If you refer to my earlier post I believe that I explained to you that the disc will draw in when stretched. There are techniques mimicked by some medical practioners who have learned the value of F/D technique. They have bought similar machines in an attempt to duplicate F/D in the form of decompressive machines such as vax-d and others. F/D provides a safe and effective approach to disc injuries and is utilized in the rehabiliation of discs daily.
"3)So in your opinion, you believe that #1)-the above quote
is NOT needed? This is what the other chiro did as well."
I think that for any healing process to occur one must have trust and acceptance in whomever they choose as a practioner for the task. Pitting one technique or one practitioner against another will not serve a useful purpose. Comparing techniques is to be expected however I would suggest allowing the doctor to make the decision.
"4)Do you find it counterproductive, irritating, or not in my best interest. I only ask you WHY BECAUSE she thinks it is the BEST.(it will help me formulate my thoughts and questions I will ask her)"

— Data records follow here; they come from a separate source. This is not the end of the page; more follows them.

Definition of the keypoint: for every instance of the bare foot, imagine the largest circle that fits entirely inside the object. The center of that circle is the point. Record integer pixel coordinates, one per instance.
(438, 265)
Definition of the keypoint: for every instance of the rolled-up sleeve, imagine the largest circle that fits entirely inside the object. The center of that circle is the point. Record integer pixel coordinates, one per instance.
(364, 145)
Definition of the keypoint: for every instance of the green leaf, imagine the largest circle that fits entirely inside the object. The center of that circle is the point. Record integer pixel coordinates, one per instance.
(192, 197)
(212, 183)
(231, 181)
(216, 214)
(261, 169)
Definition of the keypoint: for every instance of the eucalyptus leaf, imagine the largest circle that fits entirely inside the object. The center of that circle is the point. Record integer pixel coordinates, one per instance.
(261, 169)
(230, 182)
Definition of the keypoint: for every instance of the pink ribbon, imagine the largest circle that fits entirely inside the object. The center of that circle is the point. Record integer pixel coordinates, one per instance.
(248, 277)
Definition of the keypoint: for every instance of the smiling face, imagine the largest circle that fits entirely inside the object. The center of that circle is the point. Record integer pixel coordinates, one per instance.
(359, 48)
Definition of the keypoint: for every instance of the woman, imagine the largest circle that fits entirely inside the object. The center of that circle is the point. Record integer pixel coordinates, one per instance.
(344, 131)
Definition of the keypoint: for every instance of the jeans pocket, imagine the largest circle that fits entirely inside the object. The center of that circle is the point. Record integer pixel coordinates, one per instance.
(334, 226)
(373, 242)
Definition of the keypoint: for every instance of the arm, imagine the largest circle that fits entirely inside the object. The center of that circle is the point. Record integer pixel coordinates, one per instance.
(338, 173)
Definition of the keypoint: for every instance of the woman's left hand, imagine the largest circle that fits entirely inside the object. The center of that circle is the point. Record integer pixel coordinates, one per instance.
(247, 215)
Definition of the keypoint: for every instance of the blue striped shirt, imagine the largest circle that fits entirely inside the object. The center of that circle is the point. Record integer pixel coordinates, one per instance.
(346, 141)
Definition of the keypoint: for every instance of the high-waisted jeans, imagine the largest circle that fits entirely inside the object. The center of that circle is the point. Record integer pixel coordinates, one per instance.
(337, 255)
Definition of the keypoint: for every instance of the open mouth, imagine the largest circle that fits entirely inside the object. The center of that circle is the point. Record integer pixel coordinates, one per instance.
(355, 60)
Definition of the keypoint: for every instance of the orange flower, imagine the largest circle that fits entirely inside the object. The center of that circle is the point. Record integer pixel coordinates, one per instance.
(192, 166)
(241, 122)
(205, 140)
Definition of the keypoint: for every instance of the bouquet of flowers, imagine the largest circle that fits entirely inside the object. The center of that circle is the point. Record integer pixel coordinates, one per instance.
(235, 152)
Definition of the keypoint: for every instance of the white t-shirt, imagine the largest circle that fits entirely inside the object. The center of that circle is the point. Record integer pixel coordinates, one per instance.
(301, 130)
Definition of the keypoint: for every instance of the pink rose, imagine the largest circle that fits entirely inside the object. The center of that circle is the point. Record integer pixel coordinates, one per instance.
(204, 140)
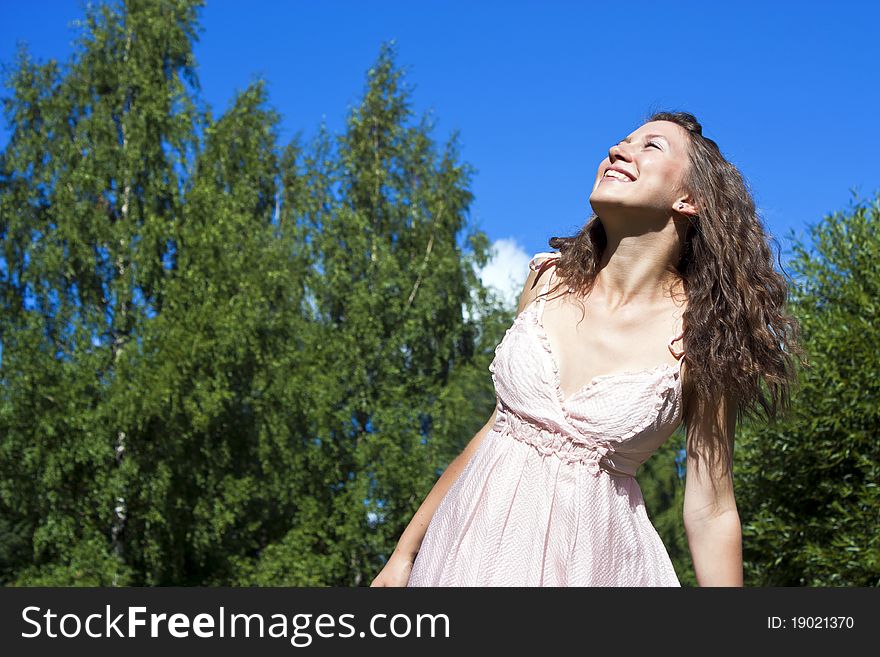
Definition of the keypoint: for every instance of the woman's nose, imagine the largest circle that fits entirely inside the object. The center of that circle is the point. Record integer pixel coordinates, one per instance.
(616, 152)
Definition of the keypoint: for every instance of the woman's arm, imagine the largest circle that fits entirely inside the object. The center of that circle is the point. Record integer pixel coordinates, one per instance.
(411, 539)
(711, 519)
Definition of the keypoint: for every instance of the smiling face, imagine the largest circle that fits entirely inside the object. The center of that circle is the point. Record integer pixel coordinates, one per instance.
(652, 164)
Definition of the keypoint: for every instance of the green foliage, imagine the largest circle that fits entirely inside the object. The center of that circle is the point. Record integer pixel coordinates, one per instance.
(224, 362)
(807, 486)
(663, 492)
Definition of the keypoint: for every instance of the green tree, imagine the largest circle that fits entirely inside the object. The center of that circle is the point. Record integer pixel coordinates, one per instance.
(808, 484)
(224, 362)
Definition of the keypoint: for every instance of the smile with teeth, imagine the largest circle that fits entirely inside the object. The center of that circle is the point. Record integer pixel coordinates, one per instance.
(610, 173)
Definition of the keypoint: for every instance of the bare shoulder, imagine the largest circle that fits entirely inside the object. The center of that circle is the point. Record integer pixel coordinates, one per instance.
(537, 275)
(710, 439)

Being an informed patient is respectable and yet daunting at times when they attempt to second guess the process or the practitioner. Though superficially the process of adjusting would appear to be easily dissected and scrutinized I can assure you that it would be no more different to challenge the cardiologist and their methodologies. It is good to be informed in the case of pharmaceuticals as well, since their sometimes careless and indiscrimate use creates devestating health conditions to the patient for whom they are prescribed. It is the questioning patient who may avoid the perils of improper diagnosis, improper medicating and unecessary surgery, That is what brings many patients to the chiropractor, since they no longer trust medicine. This fact disturbs the medical community but it is their own fault for lack of understanding. So I honor your questioning but do realize that some consideration and trust must be granted to the practioner; for without it nobody can help you.
"I know you already stated many times that f/d would be best. And I am seeking a second opinion by a DC. I just want to thouroughly understand as it is my body and well being."

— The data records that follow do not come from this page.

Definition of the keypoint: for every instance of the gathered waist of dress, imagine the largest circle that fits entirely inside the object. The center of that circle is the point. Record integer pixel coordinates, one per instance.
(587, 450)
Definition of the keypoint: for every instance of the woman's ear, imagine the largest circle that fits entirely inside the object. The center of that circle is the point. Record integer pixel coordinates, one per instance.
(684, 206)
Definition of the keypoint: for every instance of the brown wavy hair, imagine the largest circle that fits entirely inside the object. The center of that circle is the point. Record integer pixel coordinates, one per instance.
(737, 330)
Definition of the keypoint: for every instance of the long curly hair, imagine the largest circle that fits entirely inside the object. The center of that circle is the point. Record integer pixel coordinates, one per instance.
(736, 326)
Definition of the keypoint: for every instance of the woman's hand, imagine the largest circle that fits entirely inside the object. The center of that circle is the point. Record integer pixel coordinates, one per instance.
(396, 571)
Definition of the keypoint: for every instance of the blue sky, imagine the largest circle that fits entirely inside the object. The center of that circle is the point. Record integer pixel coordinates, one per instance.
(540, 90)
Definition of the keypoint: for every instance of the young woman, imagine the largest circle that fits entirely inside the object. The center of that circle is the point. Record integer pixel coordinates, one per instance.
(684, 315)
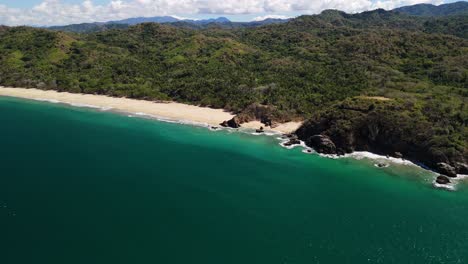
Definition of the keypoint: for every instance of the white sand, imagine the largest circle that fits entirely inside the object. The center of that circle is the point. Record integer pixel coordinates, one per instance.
(167, 110)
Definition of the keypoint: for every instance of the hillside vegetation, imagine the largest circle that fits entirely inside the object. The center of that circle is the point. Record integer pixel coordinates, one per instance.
(306, 68)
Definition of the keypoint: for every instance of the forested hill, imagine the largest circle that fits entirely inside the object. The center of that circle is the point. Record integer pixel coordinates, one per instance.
(330, 63)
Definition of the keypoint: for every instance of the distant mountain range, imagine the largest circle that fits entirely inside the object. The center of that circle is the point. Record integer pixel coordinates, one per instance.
(223, 22)
(432, 10)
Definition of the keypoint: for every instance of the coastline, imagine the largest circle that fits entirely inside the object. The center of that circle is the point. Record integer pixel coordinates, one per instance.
(164, 110)
(183, 113)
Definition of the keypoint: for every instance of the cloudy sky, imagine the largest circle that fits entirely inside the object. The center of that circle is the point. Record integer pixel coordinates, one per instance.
(60, 12)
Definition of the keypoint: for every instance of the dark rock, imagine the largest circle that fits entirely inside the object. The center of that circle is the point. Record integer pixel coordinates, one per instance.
(322, 144)
(446, 169)
(442, 179)
(224, 124)
(461, 168)
(234, 123)
(292, 141)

You posed the question of me and I gave you 'my' opinion. That doesn't make me right or wrong. It only attempts to offer a direction.
"I am a bit uneasy by #1. I dont want to further aggrevate it or unwittingly hurt myself with 2 herniated discs to my neck. Can #1 do this?"
Before F/D there was simply osseous adjusting and it was and still is quite successful. Again there is no right or wrong. Perhaps only preferential and this should not sway your ability to trust in the practitioner.
"It seems that is what most chiro's do as the main modality. Of course I could be incorrect."
Please explain 'Modality"?
"What is it about #1 that makes her think it is the PRIMARY. Of course I am asking you before I ask her WHY NOT f/d in the neck."
Why ask me before her? If she is your doctor then ask her. She will be best suited to making the decisions which affect your life and health since she has the first-hand knowledge of your personal health and history which is necessary to guide you back to health. All I can offer is a direction, given the limitations of this forum. Doctoring is something that requires a patient and no one can take that place over an internet. Neither me nor web md. ;)
"I hope I am clear. I am trying to be succinct amid confusion and a real wanting to understand and heal."
I respect your determination to be informed and prepared. I would suggest not dwelling too much on the task of doctoring since that is the doctor's job.
I hope you will post the outcome of your treatment. I do wish you well.